Containers

With many different operating systems and local setups, it is often a challenging task to get all the required software up and running. Containers are one possible solution that. They encapsulate the entire working environment including not only needed applications and packages, but also an operating system. Their main goal is to handle all dependencies in a standardized and reliable manner and ensure that the same applications can be run on the new computing environment (laptop, server, HPC, etc. depending on the application).

Docker

Docker is one container platform we have used in projects at the Centre.

Docker defines several types of objects, but here we will mention only images and containers. Docker containers are the same as containers discussed above: the full computing environments taking care of all dependencies. Docker images, on the other hand, are templates defining how these environments are created.

See also

For more information on Docker objects, see the official Docker object documentation.

This section will cover and link to resources for using the existing Docker images and creating new ones.

Install Docker

To install Docker, follow the official Docker installation guide.

Run a Docker container locally

Note

🌿

Aim: create and run a Docker container from a publicly available Docker image

Level: apprentice 🌿

Once Docker is installed and running locally, check the list of available containers by running the following command from the terminal:

docker ps -a

If you just installed Docker, this list will be empty.

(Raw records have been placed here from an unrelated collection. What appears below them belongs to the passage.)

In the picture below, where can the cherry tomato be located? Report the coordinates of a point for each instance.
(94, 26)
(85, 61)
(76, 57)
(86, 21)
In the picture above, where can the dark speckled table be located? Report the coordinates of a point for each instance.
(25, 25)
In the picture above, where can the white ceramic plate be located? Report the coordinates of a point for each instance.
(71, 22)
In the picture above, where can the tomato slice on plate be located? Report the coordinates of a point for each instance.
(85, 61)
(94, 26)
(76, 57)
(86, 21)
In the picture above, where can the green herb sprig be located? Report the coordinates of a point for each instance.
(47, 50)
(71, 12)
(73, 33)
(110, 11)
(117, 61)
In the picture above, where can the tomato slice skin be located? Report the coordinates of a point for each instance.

If there are any containers, the list will show container ID, image from which it was created, when it was created, current status, etc.

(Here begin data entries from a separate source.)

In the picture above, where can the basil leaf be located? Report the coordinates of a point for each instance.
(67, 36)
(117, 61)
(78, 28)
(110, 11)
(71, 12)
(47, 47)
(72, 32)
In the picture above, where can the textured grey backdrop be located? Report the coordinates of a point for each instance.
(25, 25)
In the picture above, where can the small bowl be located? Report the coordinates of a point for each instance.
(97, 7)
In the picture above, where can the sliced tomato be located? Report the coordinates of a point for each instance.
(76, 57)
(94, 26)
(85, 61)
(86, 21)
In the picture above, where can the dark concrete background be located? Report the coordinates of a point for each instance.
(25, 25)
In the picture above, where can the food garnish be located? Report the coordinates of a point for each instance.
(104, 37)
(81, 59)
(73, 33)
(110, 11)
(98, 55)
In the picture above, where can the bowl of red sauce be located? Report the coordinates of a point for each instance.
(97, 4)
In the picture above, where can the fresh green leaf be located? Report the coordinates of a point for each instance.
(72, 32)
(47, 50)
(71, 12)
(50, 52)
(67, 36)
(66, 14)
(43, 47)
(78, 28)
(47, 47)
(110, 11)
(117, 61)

Copy the following command in the terminal to pull a public Docker image, create a container from it and run a sample analysis. As an example, we here use immuneML image. immuneML is a software for machine learning analysis of immune receptors. In this example run, it will generate a synthetic dataset and try to fit a classifier to predict if a person is sick or healthy for the simulated disease.

This command will:

  • make the current working directory (pwd) visible inside the container at path /data

  • name the container my_container

  • download the immuneML Docker image from DockerHub from user milenapavlovic

  • in a thus created environment, it will run immune-ml-quickstart as described above and store the output to /data/output/ directory which will be visible later in the current working directory under output/.

docker run -it -v $(pwd):/data --name my_container milenapavlovic/immuneml immune-ml-quickstart /data/output/

The image reference (here milenapavlovic/immuneml) can be replaced with any relevant image, and the command following the image should then be adapted to the particular use-case for the downloaded image.

See also

🌳 For more details on the run command and its parameters, see the reference.

Create a Docker image and publish it on DockerHub

Note

🌳

Aim: provide references for creating a Docker image and publishing it in a public repository DockerHub

Level: journeyman 🌳

To create a Docker image, follow the Getting started guide. Parts 1-4 describe how to come up with an image and publish it on DockerHub, that can then be used as described above.

If you are using GitHub for code development and want to use that code as a basis for a Docker image, this process can also be automated to create a new image on a certain event and publish it on DockerHub.

For example, see the action YAML file on immuneML repository. Every time push is performed to the master branch, the image will be rebuilt based on the Dockerfile at the repository and published.